Thursday 18 March 2010

Theatre review: Money, Shunt Collective, Bermondsey St, London, 12th March 2010

For this show, the Shunt Collective has created a vast and highly original set in a warehouse near its Bermondsey Street headquarters. From the outside, it looks vaguely industrial, some huge metal machine with ladders and walkways around the outside. Then, the audience are led through a door and into the interior. They move through a series of rooms and different levels, where the action of the play takes place above, below and all around. The surprises of each different section of the structure and how it is revealed give the piece part of its impact, so I won’t give too many details, but suffice to say that it is about as far as you can get from a traditional proscenium arch theatre.


The reviews that I had read led me to believe that there was no plot whatsoever, but this isn’t strictly true. It is certainly sparse in detail, the dialogue is often absurd and elliptical and there isn’t a conventional narrative. But the play is based on Emile Zola’s novel L’Argent, which was about a real life banking crash in nineteenth century France, and with this in mind it is easy to see the machine as representative of a financial institution. Early on, a man tries to gain entry into a Kafkaesque bureaucratic organisation. Later, the same character, now a big success, reels off meaningless but ever increasing numbers to show how his unspecified enterprise is growing. Another character tells a story about a man who was desperate to buy shares in “this”, she says, with a wave of the arm that takes in the whole set without explaining what it is that is so valuable.

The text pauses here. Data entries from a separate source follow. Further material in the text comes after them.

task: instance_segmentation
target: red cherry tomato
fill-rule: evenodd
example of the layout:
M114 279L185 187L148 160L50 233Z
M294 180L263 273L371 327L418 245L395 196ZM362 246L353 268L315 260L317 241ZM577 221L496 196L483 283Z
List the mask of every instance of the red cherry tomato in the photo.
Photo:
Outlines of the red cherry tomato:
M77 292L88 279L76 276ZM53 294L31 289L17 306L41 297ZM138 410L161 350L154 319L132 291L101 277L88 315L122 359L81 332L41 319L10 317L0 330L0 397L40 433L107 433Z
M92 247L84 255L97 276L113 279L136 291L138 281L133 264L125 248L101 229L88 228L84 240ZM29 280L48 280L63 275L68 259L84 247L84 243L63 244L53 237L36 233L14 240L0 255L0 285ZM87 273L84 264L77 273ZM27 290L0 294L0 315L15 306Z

The machine is an apt metaphor for a bloated financial institution – a vast, incomprehensible structure, whose function is unclear, but whose vital importance is never questioned by those who rush around it, endlessly tending to its hissing, groaning pipes and gears. As the numbers on the screens shoot up, it seems ever more unlikely that the structure can take the strain.

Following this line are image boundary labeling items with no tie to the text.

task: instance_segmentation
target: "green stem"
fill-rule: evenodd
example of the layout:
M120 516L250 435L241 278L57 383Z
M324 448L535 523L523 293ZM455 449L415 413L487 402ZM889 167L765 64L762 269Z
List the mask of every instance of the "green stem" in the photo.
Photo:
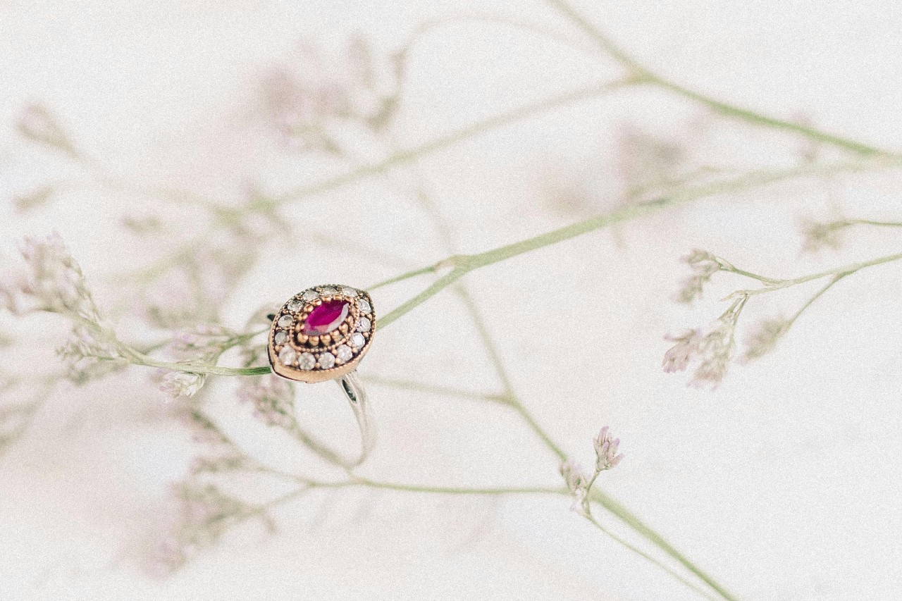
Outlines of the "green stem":
M667 574L669 574L670 576L672 576L676 580L678 580L679 582L683 583L684 585L686 585L686 587L688 587L692 590L695 591L696 593L698 593L699 595L701 595L704 598L706 598L706 599L712 599L712 601L716 598L713 595L711 595L711 593L709 593L709 592L707 592L705 590L702 590L702 588L700 588L695 583L689 582L689 580L686 580L685 578L683 578L682 576L680 576L675 569L671 569L669 566L667 566L663 562L658 561L658 559L656 559L652 556L650 556L648 553L646 553L645 551L643 551L641 549L639 549L635 545L631 544L630 542L628 542L624 539L622 539L620 536L618 536L618 535L614 534L613 532L612 532L610 530L608 530L607 528L605 528L604 526L603 526L602 523L592 513L587 513L585 515L585 519L587 519L589 522L591 522L593 523L593 525L595 526L595 528L597 528L598 530L602 531L603 532L604 532L605 534L607 534L608 536L610 536L615 541L617 541L620 544L623 545L624 547L626 547L627 549L629 549L630 550L631 550L633 553L636 553L637 555L640 555L640 556L645 558L646 559L648 559L649 561L650 561L652 564L654 564L655 566L660 568L665 572L667 572Z
M732 593L727 591L723 586L721 586L716 580L714 580L713 578L690 561L688 558L680 553L660 534L647 526L645 522L640 520L634 513L621 505L613 497L595 488L589 491L589 499L616 515L621 521L630 526L632 530L636 531L643 538L678 561L683 565L683 567L697 576L700 579L715 590L723 599L726 599L727 601L737 601L737 598L733 596Z
M280 196L269 199L266 202L271 205L282 205L308 196L327 192L364 178L384 173L391 169L394 169L395 167L410 163L417 159L426 156L427 154L449 148L456 143L478 135L482 135L483 134L487 134L494 129L510 125L518 121L522 121L529 117L540 115L564 105L598 97L624 86L630 85L631 83L633 82L629 80L596 84L594 86L581 88L571 92L566 92L545 100L529 104L508 111L507 113L502 113L502 115L476 122L472 125L461 128L456 132L448 134L447 135L433 140L432 142L428 142L424 144L414 146L409 150L395 153L380 162L376 162L372 165L364 165L345 173L344 175L339 175L319 183L285 192ZM262 200L261 202L264 201Z
M789 328L791 328L792 325L794 323L796 323L796 320L798 319L799 316L802 313L804 313L805 310L806 309L808 309L808 307L811 307L811 305L814 304L815 300L817 300L819 298L821 298L821 296L824 292L826 292L828 290L830 290L831 288L833 288L833 286L834 283L836 283L837 282L839 282L840 280L842 280L842 278L844 278L847 275L851 275L851 273L850 272L846 272L846 273L838 273L837 275L834 275L833 277L830 278L830 282L828 282L826 283L826 285L823 286L819 291L817 291L816 292L815 292L814 296L812 296L810 299L808 299L805 301L805 303L804 305L802 305L797 311L796 311L796 314L793 315L791 318L789 318L789 321L787 323L786 328L788 329Z
M379 384L382 386L391 386L401 390L409 390L416 393L426 393L427 394L442 394L445 396L456 396L462 399L471 399L473 401L491 401L503 405L510 404L510 401L505 394L486 394L483 393L474 393L462 388L452 388L450 386L438 386L428 384L413 380L399 380L396 378L383 378L378 375L364 375L364 382Z
M401 316L426 302L430 298L455 283L457 280L472 271L500 263L502 261L506 261L507 259L515 257L519 254L523 254L544 246L569 240L570 238L574 238L589 232L594 232L613 224L637 219L651 213L667 208L673 208L701 199L760 188L794 178L823 176L839 172L855 172L866 171L868 169L875 169L877 167L882 168L886 167L887 164L896 163L897 162L895 161L892 162L892 163L886 163L883 162L874 163L861 162L815 163L787 169L755 171L735 178L722 180L720 181L704 186L674 192L673 194L663 196L648 202L623 207L603 215L590 217L584 221L579 221L575 224L547 232L540 236L527 238L520 242L515 242L513 244L506 245L504 246L479 253L477 254L453 255L439 261L431 266L422 267L392 278L391 282L400 282L401 280L415 277L416 275L421 275L430 272L434 273L441 269L451 267L451 271L448 273L446 273L442 277L438 278L423 291L408 300L406 302L402 303L400 306L395 308L393 310L382 317L379 321L378 327L384 328L388 326Z
M702 94L701 92L689 89L688 88L681 86L671 79L658 75L651 69L638 62L616 43L614 43L613 41L598 27L576 11L566 0L546 0L546 2L558 13L569 19L577 27L582 29L602 48L603 51L604 51L605 53L614 59L617 62L621 63L621 65L626 68L630 73L634 74L640 82L657 86L658 88L673 92L685 98L700 103L722 115L740 119L755 125L792 132L794 134L804 135L811 140L836 146L837 148L842 148L857 154L894 157L900 156L897 153L892 153L870 144L866 144L855 140L835 135L833 134L830 134L808 125L804 125L799 123L768 116L766 115L762 115L761 113L723 102Z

In the end, this show is all about the spectacle. Being at the centre of the action is a successful technique because it is so immersive. Every little detail of the set produces satisfying ‘ooo’s of wonder as it is revealed. The sights and sounds and surprises produce a genuine reaction from the audience. It doesn’t play on the emotions in the way that a character-driven drama might, but it provides an intense sensory experience that never allows you to stay a step removed.